You may recall reading an article in BWB’s Charity & Social Enterprise update (Spring 2015) that stated changes were afoot to allow charities more opportunities to raise funds from exempt lotteries. 

The government has now laid before parliament an order allowing incidental non-commercial lotteries to be held at commercial events and allowing private society, work and premises lotteries to raise money for any charity or not for profit organisation, for the first time. If approved, the Legislative Reform (Exempt Lotteries) Order 2016 (LRO) comes into force on 6 April 2016.

The LRO would amend Schedule 11 of the Gambling Act 2005 to deregulate certain types of exempt lotteries in defined circumstances:

Incidental lotteries

The LRO allows incidental lotteries (essentially a raffle for good causes held at an event) to be held at commercial events.

Currently an incidental lottery may only be held at a non-commercial event, such as a school fete, where all the proceeds raised at the event go entirely to purposes that are not for private gain. Under the proposed new rules, an incidental lottery could be held at an event which is not wholly or even partially for good causes. This paves the way for incidental lotteries for charity to be held at large sporting events or arena pop concerts, for example.

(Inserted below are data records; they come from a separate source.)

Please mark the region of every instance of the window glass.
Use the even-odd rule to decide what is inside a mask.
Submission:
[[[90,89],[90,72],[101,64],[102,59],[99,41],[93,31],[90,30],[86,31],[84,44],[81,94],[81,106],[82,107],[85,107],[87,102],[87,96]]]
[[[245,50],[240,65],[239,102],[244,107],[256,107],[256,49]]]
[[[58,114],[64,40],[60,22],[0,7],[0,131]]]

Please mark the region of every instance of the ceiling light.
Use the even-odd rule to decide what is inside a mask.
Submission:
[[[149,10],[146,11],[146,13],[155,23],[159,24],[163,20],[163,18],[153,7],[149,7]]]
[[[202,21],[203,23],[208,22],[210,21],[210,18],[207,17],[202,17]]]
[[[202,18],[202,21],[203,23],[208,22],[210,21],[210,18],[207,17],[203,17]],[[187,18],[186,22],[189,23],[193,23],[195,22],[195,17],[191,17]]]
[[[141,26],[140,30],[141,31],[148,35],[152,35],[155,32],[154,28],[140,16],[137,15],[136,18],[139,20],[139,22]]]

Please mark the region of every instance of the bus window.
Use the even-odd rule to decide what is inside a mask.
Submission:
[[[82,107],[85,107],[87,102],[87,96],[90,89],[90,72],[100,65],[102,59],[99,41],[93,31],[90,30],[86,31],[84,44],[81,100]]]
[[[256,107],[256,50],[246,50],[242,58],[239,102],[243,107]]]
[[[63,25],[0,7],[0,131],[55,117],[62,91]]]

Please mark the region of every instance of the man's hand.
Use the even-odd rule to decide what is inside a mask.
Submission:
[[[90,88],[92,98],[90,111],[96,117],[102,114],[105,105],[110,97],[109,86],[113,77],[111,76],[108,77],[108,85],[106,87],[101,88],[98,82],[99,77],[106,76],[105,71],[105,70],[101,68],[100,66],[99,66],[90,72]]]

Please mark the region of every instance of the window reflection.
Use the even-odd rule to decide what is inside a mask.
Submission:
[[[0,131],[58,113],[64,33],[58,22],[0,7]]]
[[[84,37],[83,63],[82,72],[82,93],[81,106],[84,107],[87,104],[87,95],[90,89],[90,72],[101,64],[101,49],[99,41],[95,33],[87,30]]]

A further proposed change is to allow announcement of the incidental lottery results after the event.

Having said this, to remain within the exemption, organisers will need to comply with all of the other regulatory requirements in respect of incidental lotteries – for example, all proceeds from the lottery must go to good causes subject to a £100 deduction for expenses.

Private lotteries

If approved, the changes will allow for private society, work and residents lotteries to be promoted for any purpose other than that of private gain. This means that, for the first time, private lotteries can be used to fundraise for any charity or not for profit organisation.

It is also proposed to remove the requirement for a ticket for a private lottery to contain certain information, including the name and address of each promoter and the price, which should make life slightly easier for fundraisers.